Basics of accounting

Most people think probably bookkeeping and accounting as the same thing, but accounting is really a function of accounting, while accounting includes many functions involved in the management of the financial affairs of a company. Accountants prepare reports, partly on the basis of the work of accountants.

Accountants perform all sorts of monitoring tasks. Some of them are the following:

-They prepare what source for all operations of a business to buy, sell, transfer, pay and collect documents. The documents are documents such as purchase orders, invoices, credit card slips, time cards, leaves of time and expense reports. Accountants also determine and enter the source documents that the consequences, financial transactions and other corporate events. These include the remuneration of workers, the sale, borrow money or buy products or materials first for production.

-Accounting are also display the financial consequences in magazines and accounts. These are two different things. A newspaper is the recording of transactions in chronological order. A year is a separate account record, or in the page for each asset and liability item. A transaction may affect different accounts.
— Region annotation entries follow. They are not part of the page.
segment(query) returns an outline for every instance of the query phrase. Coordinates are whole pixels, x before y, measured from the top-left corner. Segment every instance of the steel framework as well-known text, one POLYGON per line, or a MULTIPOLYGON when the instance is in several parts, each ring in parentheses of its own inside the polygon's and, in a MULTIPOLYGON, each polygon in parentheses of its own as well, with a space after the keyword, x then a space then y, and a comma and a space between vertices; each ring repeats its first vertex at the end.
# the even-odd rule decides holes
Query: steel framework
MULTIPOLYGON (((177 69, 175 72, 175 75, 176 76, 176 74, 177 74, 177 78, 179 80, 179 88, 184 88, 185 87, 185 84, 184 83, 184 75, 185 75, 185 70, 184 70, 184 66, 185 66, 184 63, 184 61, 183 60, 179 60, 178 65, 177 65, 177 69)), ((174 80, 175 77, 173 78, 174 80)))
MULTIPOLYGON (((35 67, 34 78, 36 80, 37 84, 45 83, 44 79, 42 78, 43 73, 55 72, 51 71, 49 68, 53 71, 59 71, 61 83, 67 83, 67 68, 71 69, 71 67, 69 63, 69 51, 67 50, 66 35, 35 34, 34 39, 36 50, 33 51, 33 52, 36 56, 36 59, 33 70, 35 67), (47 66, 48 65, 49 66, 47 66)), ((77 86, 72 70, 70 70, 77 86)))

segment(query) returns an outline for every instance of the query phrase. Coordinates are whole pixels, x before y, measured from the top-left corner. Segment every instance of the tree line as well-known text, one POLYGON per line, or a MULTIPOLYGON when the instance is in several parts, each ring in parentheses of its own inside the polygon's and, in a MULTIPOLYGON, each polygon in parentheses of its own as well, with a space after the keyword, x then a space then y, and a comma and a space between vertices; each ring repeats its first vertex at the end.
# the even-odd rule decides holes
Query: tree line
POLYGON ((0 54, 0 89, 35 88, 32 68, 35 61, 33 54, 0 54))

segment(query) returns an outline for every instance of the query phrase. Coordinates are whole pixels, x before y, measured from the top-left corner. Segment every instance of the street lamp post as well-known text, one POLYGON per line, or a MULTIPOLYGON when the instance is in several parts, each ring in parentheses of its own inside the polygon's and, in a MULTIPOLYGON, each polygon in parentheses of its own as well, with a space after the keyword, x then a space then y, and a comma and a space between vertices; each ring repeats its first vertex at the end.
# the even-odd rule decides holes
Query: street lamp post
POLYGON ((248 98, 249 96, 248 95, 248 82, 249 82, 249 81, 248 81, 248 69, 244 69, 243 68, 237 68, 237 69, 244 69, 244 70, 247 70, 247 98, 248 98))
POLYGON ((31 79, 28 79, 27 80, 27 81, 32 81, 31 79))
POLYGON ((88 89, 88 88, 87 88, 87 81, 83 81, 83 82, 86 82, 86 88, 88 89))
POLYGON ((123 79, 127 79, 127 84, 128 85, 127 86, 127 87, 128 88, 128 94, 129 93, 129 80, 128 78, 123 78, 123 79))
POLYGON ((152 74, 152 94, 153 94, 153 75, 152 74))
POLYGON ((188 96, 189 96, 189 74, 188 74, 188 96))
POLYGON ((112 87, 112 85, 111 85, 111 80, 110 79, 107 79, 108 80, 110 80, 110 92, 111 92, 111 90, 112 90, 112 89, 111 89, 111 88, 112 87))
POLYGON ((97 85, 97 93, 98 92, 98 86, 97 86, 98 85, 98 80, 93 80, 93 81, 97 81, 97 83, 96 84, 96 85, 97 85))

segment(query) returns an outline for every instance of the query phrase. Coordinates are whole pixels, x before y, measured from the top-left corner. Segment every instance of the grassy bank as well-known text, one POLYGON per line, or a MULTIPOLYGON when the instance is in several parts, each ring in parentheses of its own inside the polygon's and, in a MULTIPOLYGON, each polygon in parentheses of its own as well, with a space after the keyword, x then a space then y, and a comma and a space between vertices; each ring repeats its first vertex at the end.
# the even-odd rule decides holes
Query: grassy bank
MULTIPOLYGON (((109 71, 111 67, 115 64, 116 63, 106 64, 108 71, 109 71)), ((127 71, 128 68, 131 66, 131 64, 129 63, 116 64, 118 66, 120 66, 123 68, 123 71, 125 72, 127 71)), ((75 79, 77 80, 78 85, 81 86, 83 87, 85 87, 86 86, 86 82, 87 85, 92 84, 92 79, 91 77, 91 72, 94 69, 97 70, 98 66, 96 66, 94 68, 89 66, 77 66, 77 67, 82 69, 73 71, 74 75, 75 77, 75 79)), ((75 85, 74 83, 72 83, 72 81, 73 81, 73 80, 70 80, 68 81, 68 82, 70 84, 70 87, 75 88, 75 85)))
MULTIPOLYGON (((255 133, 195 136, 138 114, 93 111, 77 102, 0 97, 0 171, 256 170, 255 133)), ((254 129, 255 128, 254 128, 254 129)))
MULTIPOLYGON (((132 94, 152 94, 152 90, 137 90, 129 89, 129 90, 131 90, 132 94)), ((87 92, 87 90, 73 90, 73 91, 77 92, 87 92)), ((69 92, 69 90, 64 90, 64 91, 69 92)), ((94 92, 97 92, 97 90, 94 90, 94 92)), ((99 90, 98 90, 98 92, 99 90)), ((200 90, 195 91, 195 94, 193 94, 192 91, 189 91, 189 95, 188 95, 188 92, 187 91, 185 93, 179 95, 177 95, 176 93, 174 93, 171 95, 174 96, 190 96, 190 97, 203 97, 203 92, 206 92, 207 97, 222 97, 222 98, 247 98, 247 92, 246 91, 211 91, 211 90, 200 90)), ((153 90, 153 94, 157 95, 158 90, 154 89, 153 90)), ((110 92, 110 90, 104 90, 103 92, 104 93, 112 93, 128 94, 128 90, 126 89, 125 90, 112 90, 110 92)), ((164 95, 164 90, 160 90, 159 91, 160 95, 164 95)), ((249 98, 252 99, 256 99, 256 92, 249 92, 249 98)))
-Accountants prepare reports after a certain period of time, like all the days, quarterly, weekly, monthly or yearly. To do this, all accounts on the height. Inventory records must be updated and reports checked and double checked to ensure that they are as error free as possible.

-Accountants also compile complete lists of all accounts. This is called the adjusted balance. While a small company can have hundreds of accounts, can be very big companies have more than 10,000 accounts.

-The last step is for the accountant at the closing of the books, which means all the accountants for a fiscal year close and summaries.